Currency ETFs to Capture Forex Swings | ETF Trends

The foreign exchange market is experiencing greater volatility as global central banks outline diverging monetary policies. Consequently, traders have been taking a greater interest in currency-related exchange traded funds to capture the moves.

Traders have been using currency ETF to take short-term bets on shifting global currencies or hedge against depreciating currencies overseas. Most trades are short-term in nature because currencies, unlike company stocks, don’t appreciate forever, but instead follow a more cyclical trend.

In 2014, the U.S. dollar has been one of the best currency trades. For instance, the PowerShares DB U.S. Dollar Index Bullish Fund (NYSEArca: UUP) has strengthened 8.5% year-to-date. UUP tracks the price movement of the U.S. dollar against a basket of currencies – the euro, Japanese yen, British pound, Canadian dollar, Swedish krona and Swiss franc. [Currency ETFs to Access the Diverging USD and Euro]

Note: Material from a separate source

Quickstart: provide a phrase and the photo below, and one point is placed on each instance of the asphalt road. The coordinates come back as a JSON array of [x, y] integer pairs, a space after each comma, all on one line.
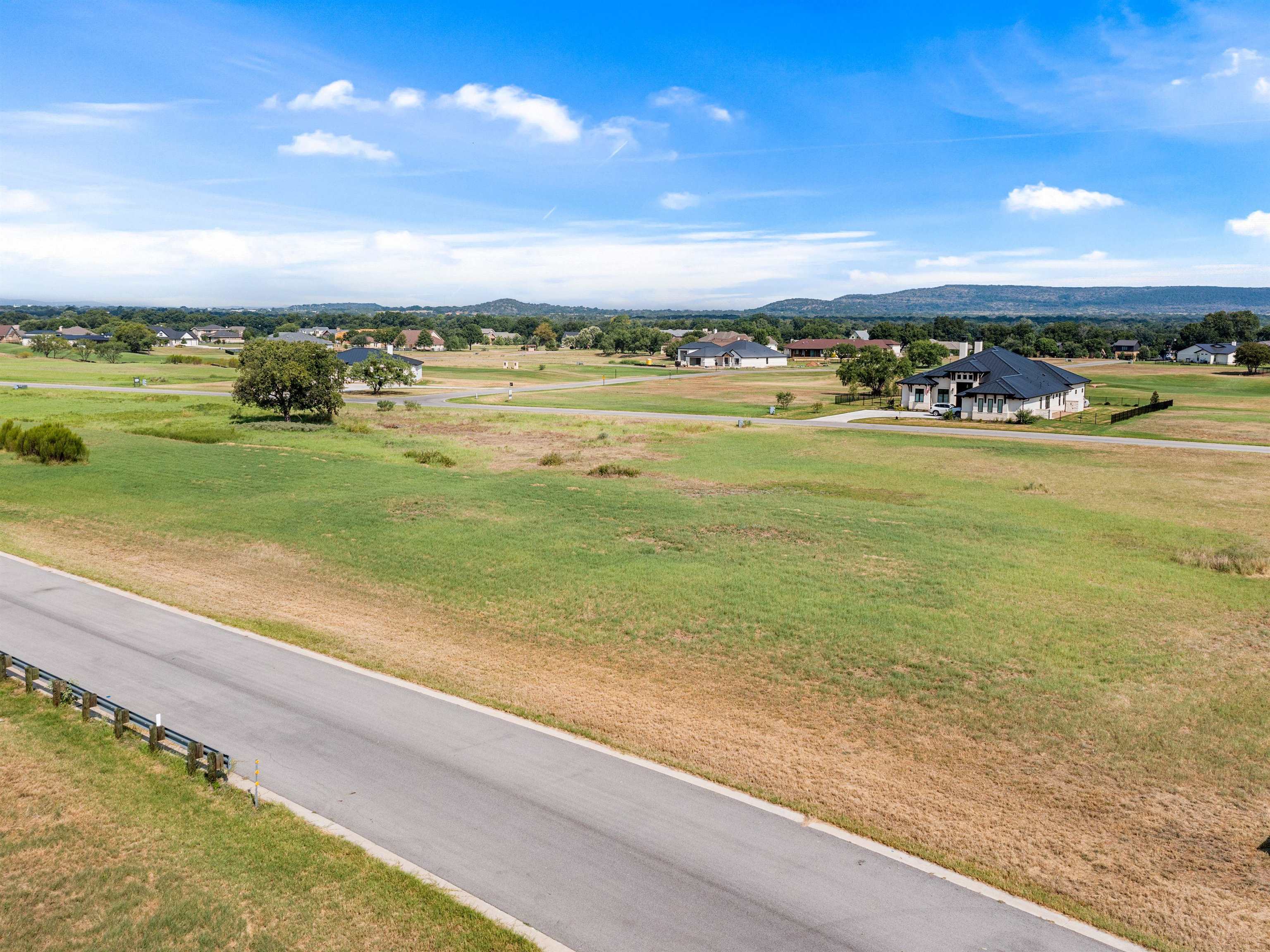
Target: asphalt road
[[597, 851], [442, 400]]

The stronger U.S. dollar has not gone unnoticed. UUP attracted $207.8 million in inflows year-to-date and now holds $942.9 million in assets under management, according to data.

Patric Williams, principal of Williams Group, points out that the bullish equities market and an upswing in the USD have contributed to UUP’s gains, reports Rosalyn Retkwa for Institutional Investor.

Williams reminds investors that the U.S. stock market and UUP have shown a negative correlation since over a third of S&P 500 companies are multinational companies, whose revenues and profits are denominated in overseas currencies. Consequently, weaker foreign currencies would mean that revenue generated overseas would translate into lower USD-denominated returns.

Additionally, the ProShares UltraShort Euro (NYSEArca: EUO), which is designed to provide 200% of the inverse return of the U.S. dollar price of the euro on a daily basis, and the ProShares UltraShort Yen (NYSEArca: YCS), which tries to reflect the daily -2x or -200% daily return of the USD/JPY currency pair, have both been popular plays to capture the depreciating euro and Japanese yen currencies. EUO has $452.6 million in assets under management and increased 20.6% year-to-date. YCS has $466.2 million in assets and rose 16.4% so far this year. [Japan ETFs Find Double Support From BOJ, Pension Fund]

Stephen Sachs, head of capital markets at ProShares, warns potential investors that these types of so-called geared funds are “meant for sophisticated portfolios” and require “more care and feeding.” Specifically, due to the compounding effects on the daily rebalances, the ETFs may not perfectly reflect their target strategies over the long-term.

Unlike UUP, which tracks a basket of currencies through futures contracts, the suite of CurrencyShares ETFs track single currency price movements against the U.S. dollar. For instance, CurrencyShares Australian Dollar Trust (NYSEArca: FXA), which tracks the Australian dollar’s movement against the USD, holds a depository account denominated in AUD and may issue regular distributions.